Marta Raffaelli, Dirigente farmacista presso l’UOC HTA e Direttore dell’Esecuzione del Contratto DEC per gli approvvigionamenti di farmaci e dispositivi per la DPC, ha sottolineato la necessità di mettere in rete anche i farmacisti che si occupano dell’atto distributivo del farmaco, un atto che può migliorare e può acquisire un valore aggiunto di supporto al paziente e di controllo allo stesso sistema sanitario”. 
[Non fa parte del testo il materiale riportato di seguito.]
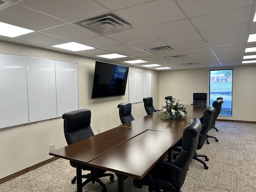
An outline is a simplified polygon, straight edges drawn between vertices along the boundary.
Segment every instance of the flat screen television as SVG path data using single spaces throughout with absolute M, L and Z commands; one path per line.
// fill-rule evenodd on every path
M 96 61 L 92 99 L 124 95 L 129 69 L 128 67 Z

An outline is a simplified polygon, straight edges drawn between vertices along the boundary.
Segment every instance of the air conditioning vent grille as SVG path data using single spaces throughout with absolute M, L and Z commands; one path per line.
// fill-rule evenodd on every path
M 143 50 L 151 53 L 156 53 L 166 51 L 174 51 L 175 49 L 174 48 L 172 47 L 171 46 L 167 45 L 166 46 L 163 46 L 163 47 L 159 47 L 146 49 L 143 49 Z
M 102 35 L 135 28 L 129 23 L 112 13 L 76 21 L 73 23 Z
M 199 65 L 199 63 L 183 63 L 182 65 L 184 66 L 190 66 L 191 65 Z
M 168 59 L 182 59 L 183 58 L 187 58 L 188 57 L 188 56 L 187 55 L 179 55 L 165 57 L 164 58 L 166 58 Z

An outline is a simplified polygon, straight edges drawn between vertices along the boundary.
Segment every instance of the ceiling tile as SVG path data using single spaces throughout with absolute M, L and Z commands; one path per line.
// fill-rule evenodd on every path
M 237 44 L 224 45 L 218 45 L 211 47 L 212 51 L 223 51 L 230 49 L 237 49 L 243 48 L 244 47 L 244 43 L 238 43 Z
M 196 31 L 187 19 L 151 25 L 142 28 L 158 37 Z
M 203 40 L 197 32 L 175 35 L 160 38 L 169 44 L 197 41 Z
M 210 46 L 216 46 L 244 43 L 246 39 L 246 35 L 239 35 L 229 37 L 207 40 L 207 43 Z
M 249 22 L 251 10 L 251 6 L 239 8 L 192 18 L 191 20 L 198 30 L 244 23 Z
M 115 12 L 140 27 L 185 18 L 172 0 L 152 1 Z
M 201 31 L 200 32 L 205 39 L 212 39 L 246 35 L 248 27 L 248 23 L 244 23 L 204 30 Z
M 72 41 L 100 35 L 88 29 L 70 23 L 44 30 L 41 32 Z
M 195 42 L 174 44 L 171 45 L 176 49 L 180 50 L 181 49 L 204 47 L 206 46 L 206 44 L 204 41 L 200 41 Z
M 126 56 L 135 56 L 136 55 L 147 55 L 149 53 L 143 51 L 137 50 L 124 52 L 121 52 L 119 53 L 121 55 L 123 55 Z
M 111 10 L 122 9 L 150 1 L 152 0 L 96 0 L 100 3 Z
M 251 5 L 253 2 L 253 0 L 179 0 L 178 3 L 192 17 Z
M 185 54 L 188 53 L 203 53 L 206 52 L 210 52 L 211 50 L 208 47 L 201 47 L 200 48 L 194 48 L 194 49 L 189 49 L 181 50 L 180 51 Z
M 136 49 L 132 47 L 129 45 L 125 44 L 122 44 L 118 45 L 107 47 L 101 48 L 101 49 L 106 50 L 108 51 L 113 52 L 113 53 L 119 53 L 121 52 L 125 52 L 135 51 L 137 50 Z
M 105 36 L 124 43 L 132 43 L 155 38 L 153 36 L 140 28 L 122 31 Z
M 65 23 L 18 4 L 10 6 L 0 11 L 0 18 L 3 22 L 34 30 L 40 30 Z
M 61 2 L 59 0 L 24 0 L 20 3 L 68 21 L 89 18 L 109 11 L 92 0 Z
M 128 44 L 130 46 L 139 49 L 145 49 L 149 48 L 158 47 L 166 45 L 166 43 L 158 38 L 138 41 Z
M 54 45 L 70 42 L 40 32 L 22 35 L 16 38 L 46 45 Z
M 102 36 L 79 40 L 76 42 L 96 48 L 116 45 L 122 44 L 121 43 Z

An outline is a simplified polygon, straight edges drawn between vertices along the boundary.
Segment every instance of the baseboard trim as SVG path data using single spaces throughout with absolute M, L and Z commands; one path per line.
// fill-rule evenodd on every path
M 59 157 L 53 157 L 50 158 L 50 159 L 49 159 L 47 160 L 45 160 L 45 161 L 42 161 L 42 162 L 36 164 L 35 165 L 32 165 L 32 166 L 30 166 L 30 167 L 29 167 L 27 168 L 26 168 L 24 169 L 22 169 L 22 170 L 16 172 L 16 173 L 12 173 L 10 175 L 8 175 L 8 176 L 6 176 L 4 177 L 3 177 L 2 178 L 0 179 L 0 184 L 1 184 L 2 183 L 4 183 L 4 182 L 7 181 L 9 181 L 9 180 L 15 178 L 15 177 L 20 176 L 20 175 L 27 172 L 29 171 L 32 171 L 33 169 L 40 167 L 43 165 L 46 165 L 47 164 L 51 163 L 51 162 L 53 161 L 55 161 L 59 158 Z
M 238 123 L 248 123 L 256 124 L 256 121 L 242 121 L 241 120 L 230 120 L 229 119 L 217 119 L 216 121 L 231 121 L 231 122 L 237 122 Z

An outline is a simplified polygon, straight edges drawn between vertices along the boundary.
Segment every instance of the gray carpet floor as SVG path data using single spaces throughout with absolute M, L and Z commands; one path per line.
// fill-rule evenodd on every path
M 212 129 L 209 134 L 217 137 L 218 142 L 209 138 L 198 154 L 207 155 L 209 167 L 192 160 L 186 180 L 181 188 L 183 192 L 255 192 L 256 191 L 256 124 L 216 122 L 220 130 Z M 88 172 L 83 172 L 86 174 Z M 71 180 L 76 169 L 69 161 L 60 159 L 0 185 L 1 192 L 75 192 L 76 183 Z M 101 178 L 108 192 L 117 191 L 117 179 Z M 126 192 L 148 191 L 147 187 L 135 188 L 133 179 L 124 181 Z M 101 191 L 98 184 L 92 183 L 83 188 L 83 192 Z

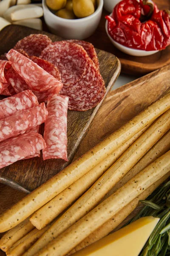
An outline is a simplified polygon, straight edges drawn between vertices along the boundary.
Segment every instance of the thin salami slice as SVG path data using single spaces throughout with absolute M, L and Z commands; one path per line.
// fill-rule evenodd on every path
M 8 81 L 5 76 L 5 70 L 9 68 L 11 66 L 10 61 L 0 60 L 0 82 L 8 83 Z
M 45 122 L 48 111 L 44 103 L 0 120 L 0 141 L 14 137 Z
M 39 57 L 41 52 L 51 43 L 50 38 L 45 35 L 32 34 L 18 41 L 14 49 L 23 49 L 30 56 Z
M 30 90 L 4 99 L 0 100 L 0 120 L 38 105 L 37 97 Z
M 10 84 L 7 88 L 6 88 L 6 89 L 3 90 L 1 94 L 2 95 L 5 95 L 6 96 L 12 96 L 16 94 L 16 92 L 14 90 L 14 89 L 12 85 Z
M 42 136 L 35 133 L 11 138 L 0 143 L 0 169 L 44 148 Z
M 96 99 L 105 86 L 105 82 L 91 60 L 89 59 L 88 62 L 87 72 L 82 79 L 72 86 L 64 86 L 60 92 L 69 97 L 69 109 L 71 108 L 72 110 L 85 111 L 99 103 Z
M 49 44 L 40 58 L 54 64 L 61 73 L 65 85 L 74 84 L 86 72 L 89 58 L 83 48 L 78 44 L 60 41 Z
M 29 55 L 23 49 L 16 49 L 16 51 L 19 52 L 21 54 L 23 54 L 25 57 L 26 57 L 28 58 L 29 58 Z
M 67 41 L 68 42 L 77 44 L 79 44 L 79 45 L 82 46 L 85 50 L 86 51 L 88 56 L 94 62 L 96 67 L 99 70 L 99 64 L 97 53 L 94 46 L 92 44 L 88 42 L 85 42 L 85 41 L 80 41 L 74 39 Z
M 28 134 L 33 133 L 38 134 L 38 133 L 39 133 L 39 130 L 40 130 L 40 126 L 38 125 L 38 126 L 34 127 L 34 128 L 33 128 L 32 129 L 31 129 L 31 130 L 28 130 L 28 131 L 26 131 L 25 133 Z M 40 157 L 40 150 L 38 150 L 38 151 L 37 151 L 37 152 L 34 153 L 32 155 L 31 155 L 31 154 L 29 155 L 29 156 L 28 156 L 28 157 L 25 157 L 25 158 L 24 158 L 23 160 L 29 159 L 29 158 L 32 158 L 33 157 Z
M 74 111 L 87 111 L 96 107 L 103 99 L 106 93 L 106 88 L 104 84 L 103 88 L 99 94 L 94 99 L 93 101 L 90 101 L 86 99 L 82 103 L 80 102 L 76 102 L 75 100 L 71 99 L 68 102 L 68 108 L 70 110 Z
M 59 91 L 62 87 L 61 82 L 45 71 L 36 63 L 14 49 L 6 55 L 14 69 L 34 90 L 42 91 L 57 85 Z
M 44 139 L 47 147 L 42 151 L 44 160 L 61 158 L 68 161 L 67 121 L 68 97 L 54 95 L 47 102 L 48 116 Z

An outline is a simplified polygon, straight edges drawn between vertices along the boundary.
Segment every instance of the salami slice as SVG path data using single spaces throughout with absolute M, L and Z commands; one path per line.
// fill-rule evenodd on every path
M 8 69 L 11 66 L 11 62 L 8 61 L 0 60 L 0 82 L 7 83 L 8 81 L 5 77 L 5 69 Z
M 85 50 L 86 51 L 87 54 L 94 62 L 96 67 L 99 70 L 99 62 L 97 53 L 94 46 L 92 44 L 91 44 L 91 43 L 89 43 L 88 42 L 85 42 L 85 41 L 80 41 L 79 40 L 74 39 L 67 40 L 67 41 L 81 45 L 84 48 Z
M 40 130 L 40 126 L 36 126 L 36 127 L 34 127 L 31 130 L 28 130 L 28 131 L 26 131 L 25 132 L 26 134 L 31 134 L 33 133 L 39 133 L 39 130 Z M 38 150 L 35 153 L 34 153 L 33 154 L 29 155 L 28 157 L 25 157 L 24 159 L 29 159 L 29 158 L 32 158 L 33 157 L 40 157 L 40 150 Z
M 54 95 L 47 102 L 48 116 L 44 139 L 47 147 L 42 151 L 44 160 L 61 158 L 68 161 L 67 121 L 68 97 Z
M 8 59 L 6 57 L 6 53 L 4 53 L 2 55 L 0 55 L 0 60 L 2 60 L 3 61 L 8 61 Z
M 53 64 L 36 56 L 31 56 L 30 58 L 44 70 L 61 82 L 60 73 L 57 68 Z
M 25 57 L 26 57 L 28 58 L 29 58 L 29 55 L 23 49 L 16 49 L 16 51 L 19 52 L 21 54 L 23 54 Z
M 0 141 L 23 134 L 46 120 L 48 112 L 45 103 L 16 113 L 0 120 Z
M 29 90 L 27 84 L 12 67 L 6 71 L 6 76 L 17 93 Z
M 76 102 L 75 100 L 71 99 L 68 102 L 68 108 L 74 111 L 86 111 L 96 107 L 103 99 L 106 93 L 106 88 L 104 84 L 103 88 L 99 94 L 92 101 L 86 99 L 82 102 Z
M 88 67 L 82 79 L 72 86 L 64 86 L 60 93 L 69 97 L 68 108 L 71 110 L 85 111 L 98 103 L 97 97 L 105 86 L 99 70 L 91 60 Z
M 4 99 L 0 100 L 0 120 L 38 105 L 37 97 L 30 90 Z
M 33 34 L 19 41 L 14 49 L 23 49 L 30 56 L 39 57 L 41 52 L 51 43 L 50 38 L 45 35 Z
M 23 134 L 0 143 L 0 169 L 34 154 L 44 148 L 42 136 L 35 133 Z
M 61 82 L 36 63 L 14 49 L 11 49 L 6 56 L 11 61 L 12 67 L 25 81 L 31 89 L 42 91 L 57 85 L 60 91 L 62 88 Z
M 2 95 L 5 95 L 6 96 L 12 96 L 16 94 L 16 92 L 10 84 L 7 88 L 6 88 L 6 89 L 3 90 L 1 94 Z
M 76 83 L 85 73 L 89 57 L 81 46 L 60 41 L 49 44 L 42 51 L 40 58 L 57 67 L 62 82 L 67 86 Z

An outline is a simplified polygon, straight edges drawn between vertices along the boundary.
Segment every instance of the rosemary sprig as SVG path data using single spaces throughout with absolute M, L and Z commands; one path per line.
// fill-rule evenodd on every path
M 139 256 L 170 256 L 170 180 L 158 188 L 146 200 L 144 206 L 131 221 L 146 216 L 160 218 Z

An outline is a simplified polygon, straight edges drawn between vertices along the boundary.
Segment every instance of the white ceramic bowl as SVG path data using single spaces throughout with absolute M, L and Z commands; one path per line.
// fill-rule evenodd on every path
M 126 47 L 126 46 L 124 46 L 117 42 L 116 42 L 112 38 L 110 35 L 108 29 L 108 21 L 106 20 L 106 25 L 105 25 L 105 29 L 107 34 L 111 42 L 118 49 L 123 52 L 125 52 L 125 53 L 126 53 L 127 54 L 129 54 L 129 55 L 132 55 L 132 56 L 148 56 L 149 55 L 152 55 L 152 54 L 154 54 L 156 52 L 159 52 L 159 50 L 157 51 L 144 51 L 144 50 L 138 50 L 137 49 L 133 49 L 133 48 L 129 48 L 128 47 Z
M 104 0 L 104 8 L 106 11 L 111 12 L 113 9 L 121 0 Z
M 53 34 L 68 39 L 82 40 L 94 33 L 100 21 L 103 6 L 103 0 L 97 0 L 98 5 L 91 15 L 76 20 L 60 18 L 48 9 L 45 0 L 42 1 L 44 17 L 49 30 Z

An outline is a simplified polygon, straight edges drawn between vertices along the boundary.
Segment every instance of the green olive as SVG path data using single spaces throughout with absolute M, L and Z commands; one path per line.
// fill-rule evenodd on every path
M 93 5 L 94 6 L 94 8 L 96 8 L 96 0 L 91 0 L 91 1 L 92 1 L 93 3 Z
M 67 9 L 62 9 L 58 11 L 56 13 L 56 15 L 60 18 L 63 19 L 68 19 L 69 20 L 74 20 L 76 19 L 76 17 L 75 16 L 73 12 L 67 10 Z
M 46 0 L 48 7 L 54 11 L 64 8 L 66 2 L 67 0 Z
M 73 1 L 72 0 L 67 0 L 65 8 L 69 11 L 73 11 Z
M 91 0 L 73 0 L 73 11 L 78 18 L 87 17 L 94 12 Z

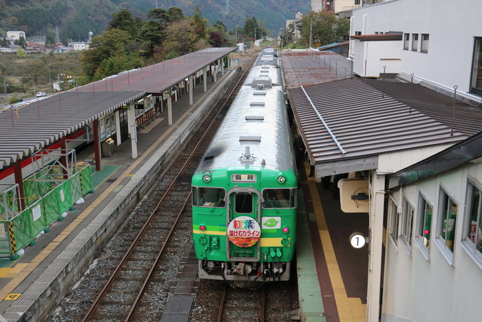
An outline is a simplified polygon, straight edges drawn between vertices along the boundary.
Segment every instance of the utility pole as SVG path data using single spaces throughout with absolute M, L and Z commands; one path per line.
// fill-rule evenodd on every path
M 310 12 L 310 48 L 311 48 L 311 39 L 313 39 L 313 16 Z

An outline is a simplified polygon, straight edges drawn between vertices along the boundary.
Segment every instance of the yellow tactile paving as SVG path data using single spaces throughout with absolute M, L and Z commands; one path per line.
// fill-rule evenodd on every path
M 207 91 L 205 93 L 202 97 L 198 101 L 198 102 L 203 100 L 207 94 L 209 94 L 210 91 Z M 5 298 L 17 288 L 20 283 L 21 283 L 25 277 L 28 276 L 32 271 L 37 267 L 37 265 L 45 259 L 47 256 L 52 252 L 55 248 L 59 245 L 59 244 L 63 241 L 65 237 L 67 237 L 77 225 L 82 222 L 82 221 L 85 219 L 102 202 L 105 197 L 110 194 L 120 183 L 120 182 L 127 177 L 133 177 L 134 174 L 129 174 L 134 171 L 134 170 L 137 167 L 137 165 L 140 163 L 144 159 L 149 155 L 152 150 L 157 148 L 157 146 L 165 139 L 165 137 L 169 135 L 171 132 L 174 131 L 178 128 L 178 125 L 181 123 L 184 119 L 190 115 L 192 113 L 193 109 L 198 106 L 198 103 L 193 105 L 191 108 L 187 110 L 180 118 L 176 121 L 151 146 L 146 150 L 146 151 L 143 153 L 143 154 L 138 157 L 125 171 L 123 172 L 122 174 L 112 183 L 107 188 L 107 189 L 101 194 L 87 208 L 79 214 L 76 219 L 74 219 L 67 227 L 66 227 L 62 232 L 61 232 L 59 236 L 57 236 L 50 243 L 49 243 L 41 252 L 34 259 L 31 261 L 30 263 L 19 263 L 17 264 L 14 268 L 0 268 L 0 278 L 10 278 L 12 279 L 8 283 L 5 285 L 1 290 L 0 290 L 0 302 L 2 302 Z M 93 154 L 90 157 L 93 158 Z M 80 162 L 79 162 L 80 163 Z M 21 266 L 19 266 L 21 265 Z M 15 272 L 12 270 L 14 268 L 19 268 Z M 7 270 L 7 269 L 8 270 Z
M 309 163 L 304 163 L 305 170 L 309 173 Z M 335 301 L 337 304 L 338 316 L 341 322 L 359 322 L 366 319 L 366 305 L 359 298 L 350 298 L 346 295 L 345 285 L 338 266 L 333 245 L 326 225 L 323 208 L 319 200 L 317 188 L 313 178 L 308 178 L 311 201 L 315 211 L 316 221 L 319 230 L 319 239 L 323 245 L 323 252 L 326 261 L 330 281 L 333 288 Z

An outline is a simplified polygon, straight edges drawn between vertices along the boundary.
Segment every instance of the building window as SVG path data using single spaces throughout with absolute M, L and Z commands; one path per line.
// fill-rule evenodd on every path
M 419 50 L 419 34 L 412 34 L 412 50 L 414 52 Z
M 422 34 L 421 36 L 420 51 L 421 52 L 428 52 L 428 34 Z
M 404 34 L 404 49 L 405 50 L 408 50 L 409 44 L 410 44 L 410 34 Z
M 482 94 L 482 37 L 475 39 L 473 57 L 470 92 Z
M 390 199 L 390 236 L 395 245 L 398 241 L 398 226 L 400 214 L 398 213 L 397 204 Z
M 422 251 L 428 258 L 430 249 L 430 232 L 432 230 L 432 214 L 433 208 L 420 194 L 419 197 L 419 217 L 417 221 L 417 235 L 415 239 L 422 246 Z
M 467 214 L 464 242 L 476 258 L 482 261 L 482 205 L 480 188 L 469 183 L 467 189 Z
M 442 189 L 439 200 L 438 237 L 443 243 L 444 250 L 453 255 L 457 204 Z
M 404 198 L 404 203 L 401 206 L 401 236 L 409 248 L 412 246 L 412 220 L 413 207 L 406 198 Z

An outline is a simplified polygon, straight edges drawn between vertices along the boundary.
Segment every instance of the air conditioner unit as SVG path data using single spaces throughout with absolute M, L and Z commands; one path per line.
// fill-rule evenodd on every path
M 339 203 L 344 212 L 368 212 L 368 181 L 360 179 L 342 179 L 338 181 Z

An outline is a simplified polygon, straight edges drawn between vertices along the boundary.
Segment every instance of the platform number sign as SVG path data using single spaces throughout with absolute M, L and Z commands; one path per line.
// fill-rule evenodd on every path
M 350 235 L 350 243 L 354 248 L 362 248 L 366 243 L 365 237 L 361 232 L 355 232 Z

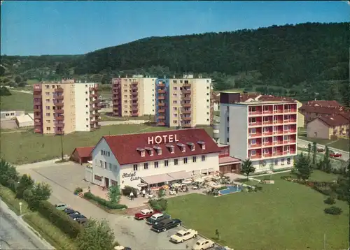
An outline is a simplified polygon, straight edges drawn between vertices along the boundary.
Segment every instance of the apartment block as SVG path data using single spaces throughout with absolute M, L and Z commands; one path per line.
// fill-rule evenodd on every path
M 211 79 L 157 79 L 155 117 L 158 126 L 192 128 L 212 124 Z
M 297 102 L 239 102 L 239 94 L 220 94 L 220 143 L 230 155 L 250 159 L 256 172 L 292 168 L 297 154 Z
M 156 78 L 133 75 L 112 80 L 113 113 L 118 117 L 139 117 L 155 113 Z
M 34 132 L 63 135 L 100 128 L 98 85 L 74 80 L 34 85 Z

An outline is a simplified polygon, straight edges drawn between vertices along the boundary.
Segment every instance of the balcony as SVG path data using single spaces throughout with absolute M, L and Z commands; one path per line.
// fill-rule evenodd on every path
M 63 116 L 63 115 L 56 116 L 56 117 L 55 117 L 55 119 L 56 121 L 63 121 L 63 120 L 64 120 L 64 116 Z
M 55 93 L 63 93 L 63 88 L 55 89 Z
M 55 110 L 55 114 L 63 114 L 64 112 L 64 110 Z

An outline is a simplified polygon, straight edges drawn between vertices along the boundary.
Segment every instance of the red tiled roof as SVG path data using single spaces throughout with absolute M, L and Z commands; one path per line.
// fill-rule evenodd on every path
M 177 142 L 164 142 L 161 144 L 148 145 L 148 137 L 160 135 L 176 135 Z M 190 156 L 198 154 L 220 152 L 221 150 L 214 142 L 213 139 L 206 133 L 204 128 L 181 129 L 167 131 L 158 131 L 138 134 L 128 134 L 122 135 L 104 136 L 113 154 L 120 165 L 137 163 L 150 161 L 160 161 L 171 158 Z M 205 149 L 202 149 L 198 142 L 205 142 Z M 190 150 L 188 142 L 195 145 L 195 149 Z M 178 143 L 186 146 L 186 152 L 183 152 Z M 172 145 L 174 153 L 170 153 L 170 149 L 167 145 Z M 145 156 L 141 157 L 137 149 L 145 149 L 158 146 L 162 148 L 162 154 L 158 155 L 154 149 L 153 155 L 150 156 L 146 149 Z M 188 159 L 192 161 L 192 159 Z
M 239 162 L 241 160 L 239 159 L 231 157 L 231 156 L 225 156 L 219 158 L 219 164 L 228 163 L 230 162 Z
M 322 107 L 339 108 L 342 106 L 337 101 L 309 101 L 307 103 L 307 104 Z
M 94 147 L 76 147 L 74 151 L 73 151 L 73 154 L 74 154 L 74 152 L 76 150 L 78 152 L 78 155 L 79 157 L 83 158 L 83 157 L 89 157 L 91 154 L 91 152 L 94 149 Z
M 325 124 L 329 125 L 330 126 L 346 125 L 349 124 L 349 123 L 348 119 L 340 115 L 332 115 L 328 116 L 321 115 L 315 119 L 319 119 L 320 120 L 323 122 Z

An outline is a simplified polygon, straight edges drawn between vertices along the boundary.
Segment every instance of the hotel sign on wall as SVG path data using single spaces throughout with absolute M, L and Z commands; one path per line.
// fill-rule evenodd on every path
M 177 142 L 178 140 L 177 138 L 177 135 L 155 135 L 148 137 L 148 145 L 153 144 L 162 144 L 167 142 Z

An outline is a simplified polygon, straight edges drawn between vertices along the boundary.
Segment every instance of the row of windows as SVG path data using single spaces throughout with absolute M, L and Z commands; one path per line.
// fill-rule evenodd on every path
M 201 159 L 202 159 L 202 161 L 205 161 L 205 155 L 202 155 L 201 156 Z M 187 164 L 188 163 L 188 157 L 183 158 L 182 161 L 183 161 L 183 164 Z M 192 156 L 192 162 L 193 162 L 193 163 L 197 162 L 197 156 Z M 178 159 L 174 159 L 174 166 L 178 165 Z M 148 162 L 144 163 L 144 170 L 148 170 L 149 166 L 150 166 L 150 164 L 148 164 Z M 158 167 L 159 167 L 159 161 L 155 161 L 155 162 L 153 162 L 153 166 L 154 166 L 155 168 L 158 168 Z M 164 160 L 164 167 L 169 166 L 169 160 Z M 139 165 L 138 164 L 134 164 L 133 168 L 134 168 L 134 171 L 137 171 L 139 169 Z

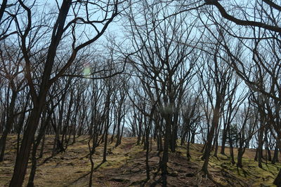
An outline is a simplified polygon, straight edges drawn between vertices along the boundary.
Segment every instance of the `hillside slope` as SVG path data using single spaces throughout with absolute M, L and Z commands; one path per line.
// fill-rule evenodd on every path
M 77 142 L 69 146 L 65 153 L 50 157 L 53 137 L 47 137 L 44 158 L 39 159 L 35 176 L 36 186 L 88 186 L 91 163 L 87 136 L 77 138 Z M 161 186 L 159 180 L 161 172 L 158 170 L 159 156 L 153 144 L 150 153 L 149 165 L 152 179 L 145 181 L 145 152 L 142 146 L 136 145 L 135 138 L 123 138 L 122 144 L 114 148 L 108 146 L 107 161 L 101 163 L 103 144 L 94 155 L 95 167 L 93 186 Z M 13 171 L 16 152 L 16 137 L 8 137 L 8 146 L 5 161 L 0 162 L 0 186 L 8 186 Z M 200 150 L 202 145 L 191 144 L 191 160 L 185 157 L 185 146 L 178 146 L 176 153 L 169 154 L 167 177 L 169 186 L 214 186 L 200 171 L 202 165 Z M 236 155 L 236 150 L 235 154 Z M 244 167 L 238 169 L 232 165 L 228 155 L 218 154 L 218 158 L 211 157 L 209 170 L 213 178 L 226 186 L 274 186 L 272 183 L 278 172 L 280 164 L 263 163 L 263 169 L 258 167 L 254 161 L 255 151 L 249 149 L 243 159 Z M 161 156 L 162 154 L 159 154 Z M 45 161 L 44 163 L 43 162 Z M 28 174 L 25 185 L 28 181 Z

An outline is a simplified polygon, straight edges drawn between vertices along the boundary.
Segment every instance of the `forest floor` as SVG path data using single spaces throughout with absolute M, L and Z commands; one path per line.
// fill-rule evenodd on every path
M 65 152 L 48 159 L 51 154 L 53 137 L 47 136 L 44 156 L 37 161 L 35 186 L 88 186 L 91 169 L 88 139 L 88 136 L 79 137 L 76 143 L 70 145 Z M 117 147 L 114 147 L 115 143 L 110 144 L 107 162 L 104 163 L 101 162 L 103 144 L 97 148 L 93 157 L 96 169 L 93 186 L 161 186 L 159 183 L 161 171 L 158 169 L 159 156 L 155 143 L 152 141 L 149 154 L 151 179 L 146 181 L 145 151 L 143 146 L 137 146 L 135 138 L 124 137 L 122 144 Z M 11 179 L 16 145 L 16 136 L 9 136 L 4 161 L 0 162 L 0 186 L 8 186 Z M 190 161 L 185 156 L 185 146 L 178 146 L 176 153 L 169 153 L 168 186 L 215 186 L 209 179 L 200 173 L 197 174 L 203 163 L 202 148 L 201 144 L 190 144 Z M 216 181 L 227 186 L 275 186 L 272 183 L 281 164 L 263 162 L 261 169 L 257 162 L 254 161 L 255 150 L 247 149 L 242 160 L 243 168 L 237 168 L 231 164 L 228 148 L 226 150 L 226 155 L 218 153 L 218 158 L 210 158 L 209 169 Z M 235 148 L 235 155 L 237 155 Z M 31 164 L 25 186 L 30 166 Z

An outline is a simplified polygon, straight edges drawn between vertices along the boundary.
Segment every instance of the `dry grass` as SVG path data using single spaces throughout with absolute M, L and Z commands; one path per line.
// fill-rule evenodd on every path
M 89 153 L 87 139 L 87 136 L 78 137 L 77 142 L 69 146 L 66 152 L 59 153 L 41 165 L 51 153 L 53 137 L 47 136 L 44 158 L 38 160 L 34 180 L 36 186 L 88 186 L 91 164 L 86 156 Z M 0 162 L 1 186 L 8 185 L 15 158 L 16 136 L 9 136 L 8 140 L 5 161 Z M 117 148 L 114 147 L 114 143 L 109 144 L 107 161 L 103 164 L 103 144 L 97 148 L 94 155 L 95 167 L 101 165 L 93 174 L 94 186 L 161 186 L 157 183 L 161 172 L 158 169 L 160 157 L 157 155 L 155 142 L 153 142 L 152 151 L 149 155 L 151 179 L 148 181 L 145 181 L 145 151 L 142 146 L 136 146 L 135 142 L 135 138 L 123 138 L 122 144 Z M 202 148 L 200 144 L 190 145 L 192 158 L 190 161 L 185 157 L 185 146 L 178 146 L 178 153 L 170 153 L 167 178 L 169 186 L 214 186 L 205 177 L 201 179 L 200 176 L 199 179 L 199 175 L 195 174 L 203 163 Z M 226 155 L 218 153 L 218 158 L 211 156 L 210 158 L 209 168 L 216 181 L 229 186 L 274 186 L 272 183 L 281 167 L 280 164 L 263 163 L 263 169 L 261 169 L 254 161 L 255 151 L 248 149 L 243 157 L 244 167 L 238 169 L 230 163 L 228 148 L 226 151 Z M 235 155 L 237 155 L 235 148 Z M 28 181 L 30 167 L 30 165 L 25 186 Z

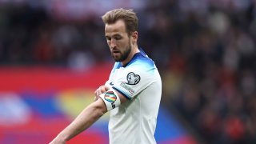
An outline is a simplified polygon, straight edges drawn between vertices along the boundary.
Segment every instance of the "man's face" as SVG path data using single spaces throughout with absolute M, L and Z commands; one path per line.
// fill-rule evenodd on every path
M 126 25 L 122 20 L 114 24 L 105 26 L 105 37 L 110 49 L 111 55 L 115 62 L 123 62 L 131 51 L 130 37 L 126 31 Z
Nel nuovo modello dobbiamo tenere conto dei pazienti con più patologie e dei pazienti fragili che saranno sempre più numerosi data l’evoluzione demografica e le transizioni sociali, e saranno sempre di più le difficoltà dei medici di famiglia nel gestire tutto questo, perché c’è bisogno di più strumenti, più possibilità di tempo che in questo momento non ci sono” ha spiegato Bianca Fraccaro, Medico di medicina generale ULSS 6 Euganea. “Da questo tavolo emerge inoltre la necessità delle varie figure coinvolte di avere la possibilità reale di comunicare e di poter attingere tutti a un fascicolo sanitario adeguato che riporti le informazioni del paziente in modo tale che il suo stato di salute sia conosciuto non tanto per una violazione della privacy, quanto piuttosto perché sia possibile individuare, da parte di tutti, alcuni alert per il bene del cittadino”.  

E’ ora di cambiare marcia e di spingere sull’automazione dei processi se vogliamo che il sistema sanitario sopravviva così come lo conosciamo oggi e, soprattutto, di fronte al fatto che noi medici di medicina generale saremo sempre di meno nei prossimi anni” ha spiegato Roberto Adami, Presidente SNAMI – Sindacato Nazionale Autonomo Medici Italiani di Trento “Per questo siamo tutti d’accordo che la prima cosa da fare è governare i dati, siano essi prescrizioni o interazioni farmaceutiche, avere quindi un sistema che raccolga la terapia del paziente, perché può aiutare a tutti i livelli, e per la distribuzione del farmaco per conto e per la distribuzione del farmaco in generale e, inoltre, potrebbe essere utile anche nel liberare dal lavoro di “segreteria” noi medici di medicina generale; di questo ne beneficerebbe soprattutto il paziente che avrebbe un trattamento più personalizzato”.  

L’ultimo tavolo di lavoro è previsto il 10 maggio, a Padova, ed è organizzato da Motore Sanità con il contributo incondizionato di SANOFI.